SURAU.CO– Abu Lubabah mengalami peristiwa yang cukup aneh dibandingkan para sahabat Nabi lainnya. Ia ikut serta dalam Baiat Aqabah dan kemudian dipilih sebagai salah satu dari dua belas orang pemimpin Anshar pada waktu itu. Ia juga ikut dalam Perang Badar bersama sahabat lain yang mendapat penghargaan khusus dari Rasulullah. Sebagian riwayat menyebutkan bahwa Nabi saw. memerintahkannya untuk menggantikan kedudukan beliau di Madinah selama kaum muslimin berperang di Badar. Ia pun mendapatkan tugas yang sama ketika Rasulullah berperang di Suwaiq. Setelah perang itu, Abu Lubabah mengikuti semua peperangan yang dilakukan Nabi saw., kecuali Perang Tabuk.

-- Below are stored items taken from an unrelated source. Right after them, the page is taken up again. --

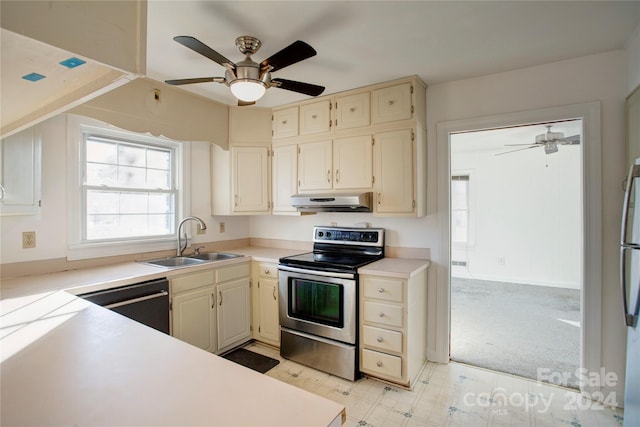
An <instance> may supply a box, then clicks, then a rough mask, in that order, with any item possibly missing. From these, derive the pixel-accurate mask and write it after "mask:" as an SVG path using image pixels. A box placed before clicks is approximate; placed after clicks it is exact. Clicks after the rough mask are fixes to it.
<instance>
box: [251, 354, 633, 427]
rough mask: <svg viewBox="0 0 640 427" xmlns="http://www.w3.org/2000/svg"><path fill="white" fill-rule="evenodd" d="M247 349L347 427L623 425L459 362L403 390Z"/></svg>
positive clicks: (434, 426)
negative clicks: (344, 423) (319, 404)
mask: <svg viewBox="0 0 640 427" xmlns="http://www.w3.org/2000/svg"><path fill="white" fill-rule="evenodd" d="M246 348H247V349H248V350H251V351H255V352H257V353H261V354H264V355H265V356H269V357H272V358H274V359H277V360H279V361H280V363H279V364H278V365H277V366H276V367H275V368H273V369H271V370H270V371H268V372H267V373H266V375H268V376H270V377H273V378H276V379H278V380H281V381H284V382H286V383H289V384H291V385H294V386H296V387H299V388H302V389H304V390H307V391H310V392H312V393H314V394H317V395H320V396H323V397H326V398H328V399H331V400H333V401H336V402H338V403H341V404H343V405H344V406H345V407H346V411H347V421H346V423H345V426H366V427H383V426H390V427H391V426H393V427H396V426H424V427H436V426H460V427H475V426H536V427H540V426H543V427H547V426H549V427H551V426H554V427H591V426H593V427H608V426H612V427H619V426H622V420H623V412H622V410H621V409H618V408H612V407H610V406H605V405H602V404H598V403H595V402H593V401H591V400H588V399H586V398H583V397H581V396H580V394H578V393H577V392H575V391H573V390H570V389H565V388H561V387H556V386H553V385H548V384H544V383H539V382H536V381H532V380H528V379H524V378H520V377H515V376H511V375H507V374H502V373H497V372H494V371H489V370H485V369H480V368H475V367H471V366H468V365H464V364H460V363H454V362H452V363H449V364H439V363H431V362H429V363H427V364H426V366H425V368H424V370H423V371H422V373H421V375H420V378H419V380H418V381H417V383H416V386H415V387H414V389H413V390H406V389H403V388H400V387H394V386H391V385H389V384H387V383H384V382H381V381H378V380H375V379H372V378H363V379H360V380H358V381H356V382H351V381H347V380H344V379H342V378H338V377H335V376H333V375H329V374H326V373H324V372H320V371H317V370H315V369H312V368H309V367H306V366H303V365H300V364H298V363H295V362H292V361H290V360H286V359H283V358H282V357H280V354H279V351H278V349H276V348H273V347H270V346H266V345H263V344H261V343H256V342H254V343H251V344H249V345H248V346H247V347H246ZM608 397H609V398H610V399H615V398H616V396H608ZM622 398H623V397H622V396H617V399H618V400H621V399H622ZM610 401H611V400H610Z"/></svg>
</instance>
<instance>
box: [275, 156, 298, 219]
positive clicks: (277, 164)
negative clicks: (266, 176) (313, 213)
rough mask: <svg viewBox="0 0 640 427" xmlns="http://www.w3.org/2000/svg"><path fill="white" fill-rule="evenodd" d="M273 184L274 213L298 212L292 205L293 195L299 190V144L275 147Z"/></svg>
mask: <svg viewBox="0 0 640 427" xmlns="http://www.w3.org/2000/svg"><path fill="white" fill-rule="evenodd" d="M271 170H272V177H271V180H272V181H271V185H272V190H271V192H272V194H273V209H272V213H273V214H274V215H280V214H293V213H297V210H296V208H294V207H293V206H291V196H292V195H294V194H296V193H297V192H298V146H297V145H296V144H292V145H284V146H277V147H273V157H272V159H271Z"/></svg>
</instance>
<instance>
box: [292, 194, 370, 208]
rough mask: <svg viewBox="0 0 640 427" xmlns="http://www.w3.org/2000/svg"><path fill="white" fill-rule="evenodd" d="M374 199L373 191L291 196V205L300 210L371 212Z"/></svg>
mask: <svg viewBox="0 0 640 427" xmlns="http://www.w3.org/2000/svg"><path fill="white" fill-rule="evenodd" d="M372 201H373V193H372V192H368V193H344V194H296V195H293V196H291V206H293V207H294V208H297V209H298V210H299V211H300V212H371V206H372V204H373V202H372Z"/></svg>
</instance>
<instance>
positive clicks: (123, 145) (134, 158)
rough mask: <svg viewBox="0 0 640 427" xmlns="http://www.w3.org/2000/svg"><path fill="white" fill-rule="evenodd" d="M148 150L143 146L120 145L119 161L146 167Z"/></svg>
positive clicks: (122, 162)
mask: <svg viewBox="0 0 640 427" xmlns="http://www.w3.org/2000/svg"><path fill="white" fill-rule="evenodd" d="M146 154H147V150H146V149H145V148H143V147H134V146H130V145H120V146H119V147H118V163H119V164H121V165H129V166H140V167H145V166H146V164H147V159H146V157H147V156H146Z"/></svg>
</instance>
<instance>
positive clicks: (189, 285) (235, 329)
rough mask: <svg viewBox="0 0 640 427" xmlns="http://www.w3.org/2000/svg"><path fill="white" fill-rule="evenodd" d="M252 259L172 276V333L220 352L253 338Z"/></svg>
mask: <svg viewBox="0 0 640 427" xmlns="http://www.w3.org/2000/svg"><path fill="white" fill-rule="evenodd" d="M249 272H250V266H249V263H248V262H247V263H242V264H233V265H229V266H225V267H219V268H216V269H211V270H205V271H200V272H197V273H192V274H185V275H184V276H179V277H176V278H174V279H171V280H170V282H169V283H170V285H169V286H170V291H171V335H172V336H174V337H175V338H178V339H180V340H182V341H185V342H188V343H189V344H192V345H195V346H196V347H199V348H201V349H203V350H206V351H210V352H213V353H219V352H222V351H224V350H227V349H229V348H231V347H234V346H237V345H239V344H241V343H242V342H244V341H247V340H249V339H250V338H251V295H250V291H249Z"/></svg>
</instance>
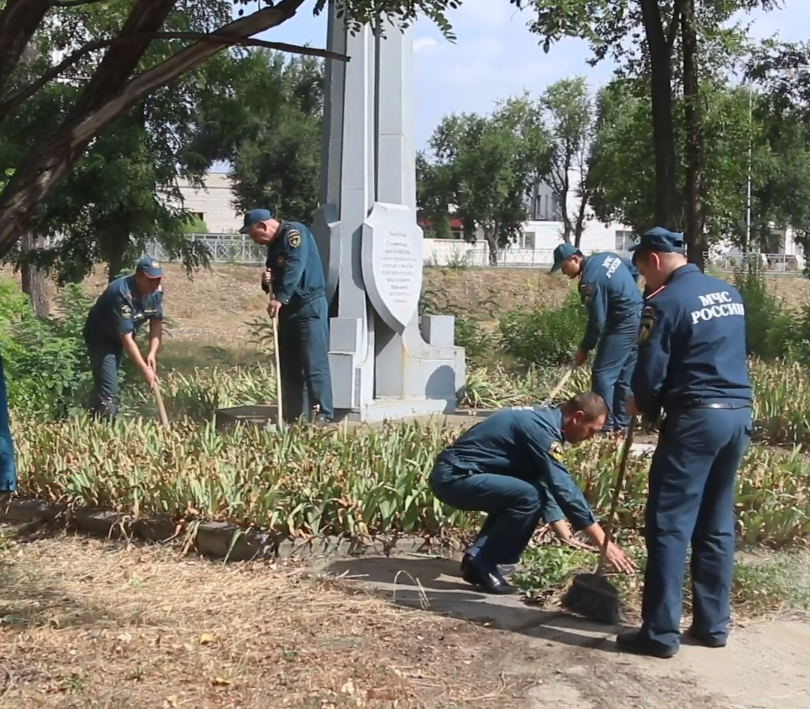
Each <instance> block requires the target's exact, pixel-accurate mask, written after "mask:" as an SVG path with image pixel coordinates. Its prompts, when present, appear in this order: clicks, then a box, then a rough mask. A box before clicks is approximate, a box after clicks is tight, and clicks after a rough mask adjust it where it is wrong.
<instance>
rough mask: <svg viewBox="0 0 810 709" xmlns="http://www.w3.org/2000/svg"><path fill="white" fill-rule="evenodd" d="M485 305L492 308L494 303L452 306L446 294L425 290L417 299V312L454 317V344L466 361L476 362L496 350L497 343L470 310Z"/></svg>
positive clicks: (496, 349) (423, 313)
mask: <svg viewBox="0 0 810 709" xmlns="http://www.w3.org/2000/svg"><path fill="white" fill-rule="evenodd" d="M487 306H490V307H491V308H492V307H493V306H494V304H493V303H482V302H478V303H476V304H475V305H474V306H471V307H470V306H468V307H460V306H459V305H458V304H455V307H452V306H451V304H450V303H449V302H448V298H447V296H446V294H442V293H439V292H437V291H431V290H426V291H424V292H423V293H422V296H421V298H420V300H419V314H420V315H445V314H447V315H450V314H452V315H453V317H454V318H455V343H456V346H458V347H463V348H464V350H465V354H466V357H467V361H468V362H471V363H478V362H481V361H483V360H484V359H485V358H486V357H488V356H491V355H492V353H493V351H495V350H497V343H496V342H495V340H494V338H493V337H492V336H491V335H490V334H489V333H487V332H486V331H485V330H484V329H483V328H482V327H481V323H480V322H479V321H478V319H477V318H476V317H475V316H474V315H475V314H474V313H472V312H471V311H472V309H473V308H476V309H477V310H478V311H480V310H481V309H482V308H486V307H487ZM495 307H497V306H495Z"/></svg>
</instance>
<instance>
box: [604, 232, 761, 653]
mask: <svg viewBox="0 0 810 709" xmlns="http://www.w3.org/2000/svg"><path fill="white" fill-rule="evenodd" d="M632 250H633V251H634V252H635V253H634V256H633V261H634V263H635V264H636V266H637V267H638V269H639V271H640V272H641V275H642V276H643V277H644V280H645V281H646V283H647V285H648V287H649V288H650V289H651V292H650V294H649V296H648V297H647V300H646V302H645V307H644V310H643V312H642V319H641V327H640V330H639V338H638V339H639V353H638V364H637V365H636V368H635V371H634V373H633V377H632V380H631V389H632V396H631V397H630V398H629V399H628V406H627V408H628V412H629V413H630V414H631V415H633V416H636V415H639V414H640V415H641V416H643V417H644V418H646V419H647V420H649V421H653V422H654V421H657V420H658V418H659V415H660V412H661V411H662V410H663V412H664V414H665V418H664V421H663V423H662V424H661V427H660V435H659V438H658V445H657V447H656V449H655V454H654V455H653V459H652V465H651V467H650V486H649V497H648V499H647V508H646V512H645V537H646V543H647V567H646V571H645V574H644V600H643V605H642V612H641V615H642V625H641V629H640V630H638V631H635V632H630V633H622V634H620V635H619V636H618V637H617V638H616V643H617V645H618V646H619V648H620V649H621V650H624V651H626V652H633V653H637V654H643V655H650V656H653V657H659V658H668V657H672V656H673V655H675V653H677V652H678V649H679V647H680V641H681V632H680V622H681V612H682V610H683V579H684V573H685V567H686V551H687V546H688V545H689V543H690V542H691V544H692V558H691V572H692V598H693V603H692V625H691V627H690V628H689V630H688V631H687V635H688V636H689V637H690V638H691V639H692V640H693V641H695V642H697V643H700V644H701V645H704V646H706V647H710V648H721V647H724V646H725V644H726V638H727V635H728V623H729V618H730V614H731V603H730V598H729V593H730V589H731V583H732V567H733V563H734V546H735V544H734V541H735V539H734V536H735V535H734V526H735V525H734V493H735V489H736V475H737V469H738V468H739V465H740V461H741V459H742V457H743V454H744V453H745V450H746V448H747V446H748V442H749V438H750V436H751V398H752V392H751V386H750V382H749V378H748V360H747V357H746V348H745V307H744V305H743V301H742V297H741V296H740V294H739V293H738V292H737V290H735V289H734V288H733V287H732V286H731V285H730V284H728V283H726V282H725V281H722V280H720V279H717V278H712V277H711V276H707V275H704V274H703V273H701V272H700V271H699V270H698V268H697V266H695V265H693V264H689V263H687V259H686V256H685V247H684V241H683V235H682V234H677V233H673V232H670V231H667V230H666V229H662V228H660V227H657V228H655V229H652V230H650V231H648V232H647V233H646V234H644V236H643V237H642V238H641V240H640V241H639V243H638V244H637V245H636V246H634V247H633V249H632Z"/></svg>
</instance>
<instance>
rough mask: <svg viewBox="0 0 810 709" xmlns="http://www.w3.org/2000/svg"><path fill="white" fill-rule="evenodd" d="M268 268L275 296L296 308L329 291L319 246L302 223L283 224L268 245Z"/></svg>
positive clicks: (273, 293)
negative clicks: (323, 266) (318, 251)
mask: <svg viewBox="0 0 810 709" xmlns="http://www.w3.org/2000/svg"><path fill="white" fill-rule="evenodd" d="M267 268H268V269H270V271H271V273H272V279H273V298H274V299H275V300H277V301H278V302H279V303H281V304H282V305H285V306H289V307H290V308H291V309H293V310H295V309H297V308H299V307H301V306H302V305H304V304H305V303H309V302H310V301H312V300H314V299H315V298H317V297H318V296H321V295H324V294H325V292H326V284H325V283H324V278H323V265H322V263H321V257H320V254H319V253H318V246H317V244H316V243H315V239H314V238H313V236H312V233H311V232H310V231H309V229H307V227H305V226H304V225H303V224H300V223H298V222H284V223H283V224H282V225H281V227H280V231H279V234H278V236H276V238H275V239H273V241H272V243H271V244H270V245H269V246H268V247H267ZM283 311H284V309H283V308H282V312H283Z"/></svg>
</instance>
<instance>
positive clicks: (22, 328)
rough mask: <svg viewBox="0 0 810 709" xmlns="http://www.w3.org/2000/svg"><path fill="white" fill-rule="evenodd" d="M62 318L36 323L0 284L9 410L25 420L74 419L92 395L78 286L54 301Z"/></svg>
mask: <svg viewBox="0 0 810 709" xmlns="http://www.w3.org/2000/svg"><path fill="white" fill-rule="evenodd" d="M56 305H57V307H58V308H59V310H60V311H61V312H62V313H64V316H63V317H61V318H35V317H34V316H33V315H32V314H31V308H30V305H29V304H28V298H27V296H26V295H24V294H23V293H22V292H21V291H20V290H19V289H18V288H17V286H16V285H15V284H14V283H13V282H11V281H7V280H5V279H2V280H0V332H1V333H2V334H0V351H2V354H3V361H4V364H5V375H6V382H7V387H8V397H9V407H10V408H11V409H12V410H13V411H14V412H15V414H18V415H22V416H25V417H26V418H37V419H42V420H53V419H58V418H62V417H64V416H68V415H71V414H75V413H77V412H78V411H79V410H80V409H81V408H82V407H83V405H84V403H85V402H86V398H87V395H88V394H89V390H90V373H89V364H88V361H87V354H86V349H85V345H84V340H83V339H82V328H83V327H84V320H85V317H86V316H87V311H88V309H89V307H90V301H89V299H88V298H87V296H86V295H85V294H84V292H83V290H82V289H81V287H80V286H68V287H67V288H65V289H64V290H62V291H61V292H60V293H59V295H58V296H57V299H56Z"/></svg>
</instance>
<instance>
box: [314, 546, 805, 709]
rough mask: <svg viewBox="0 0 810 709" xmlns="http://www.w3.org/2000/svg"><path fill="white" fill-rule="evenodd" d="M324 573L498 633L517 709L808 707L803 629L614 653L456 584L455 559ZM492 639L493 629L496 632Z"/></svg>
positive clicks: (505, 604) (785, 622)
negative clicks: (702, 645) (502, 647)
mask: <svg viewBox="0 0 810 709" xmlns="http://www.w3.org/2000/svg"><path fill="white" fill-rule="evenodd" d="M328 572H329V573H332V574H337V575H345V577H346V580H345V582H346V583H350V584H352V583H353V584H359V585H363V586H365V587H366V588H369V589H371V590H372V592H374V593H376V594H377V595H379V596H380V597H382V598H385V599H387V600H389V602H391V601H395V602H396V603H399V604H404V605H418V606H420V607H421V608H422V609H423V612H426V613H434V614H438V615H449V616H452V617H456V618H464V619H466V620H468V621H470V622H472V623H475V624H477V625H481V626H484V627H488V628H491V629H493V631H494V632H496V631H495V629H499V630H500V631H502V632H503V631H505V632H506V633H508V635H509V636H510V637H511V640H512V642H511V645H510V647H509V654H508V655H507V656H504V657H503V658H502V660H501V661H500V666H501V669H502V671H503V672H504V677H505V681H506V683H514V684H516V685H519V686H524V687H525V688H526V689H525V694H524V698H523V703H522V704H521V709H535V708H536V709H541V708H542V709H570V707H577V709H598V708H601V707H605V706H610V707H611V709H662V707H666V708H667V709H669V708H670V707H672V708H674V707H678V708H679V709H707V708H708V707H711V709H773V708H774V707H779V709H807V707H808V706H810V664H808V662H807V657H808V655H810V624H808V623H804V622H800V621H797V620H788V619H784V620H779V621H775V622H768V623H758V624H754V625H750V626H746V627H738V628H736V629H735V630H734V632H733V634H732V636H731V641H730V643H729V646H728V647H727V648H726V649H724V650H709V649H706V648H702V647H695V646H687V645H685V646H684V647H683V648H682V650H681V652H680V653H679V654H678V655H677V656H676V657H675V658H673V659H671V660H655V659H649V658H640V657H635V656H631V655H625V654H621V653H618V652H617V651H616V649H615V646H614V644H613V637H614V636H615V633H616V632H617V630H621V628H606V627H605V626H597V625H594V624H591V623H588V622H586V621H582V620H580V619H577V618H574V617H572V616H570V615H567V614H565V613H554V612H548V611H543V610H539V609H535V608H530V607H527V606H525V605H524V604H523V603H521V602H520V601H519V600H517V599H515V598H511V597H510V598H492V597H487V596H485V595H483V594H479V593H476V592H475V591H473V590H471V589H470V587H469V586H467V585H466V584H463V582H460V579H458V577H457V576H456V573H457V566H456V564H455V562H449V561H446V560H439V559H426V558H419V557H403V558H396V559H384V558H373V559H372V558H369V559H358V560H350V561H343V562H336V563H334V564H332V565H331V566H330V567H329V569H328ZM499 634H500V633H499Z"/></svg>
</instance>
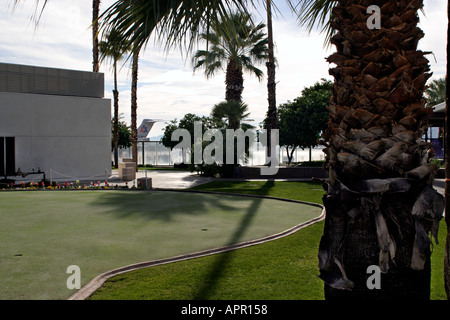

Pengkhianatan Terhadap Amanat
Meskipun demikian, ia melakukan suatu kesalahan dan ia menganggap tindakannya itu sebagai dosa besar sehingga ia menghukum dirinya sendiri dengan cukup keras. Ia merasa telah mengkhianati dan menentang perintah Rasulullah saw. Peristiwa itu terjadi pada saat kaum muslimin hendak mengepung dan memerangi Bani Quraizhah seusai Perang Khandaq.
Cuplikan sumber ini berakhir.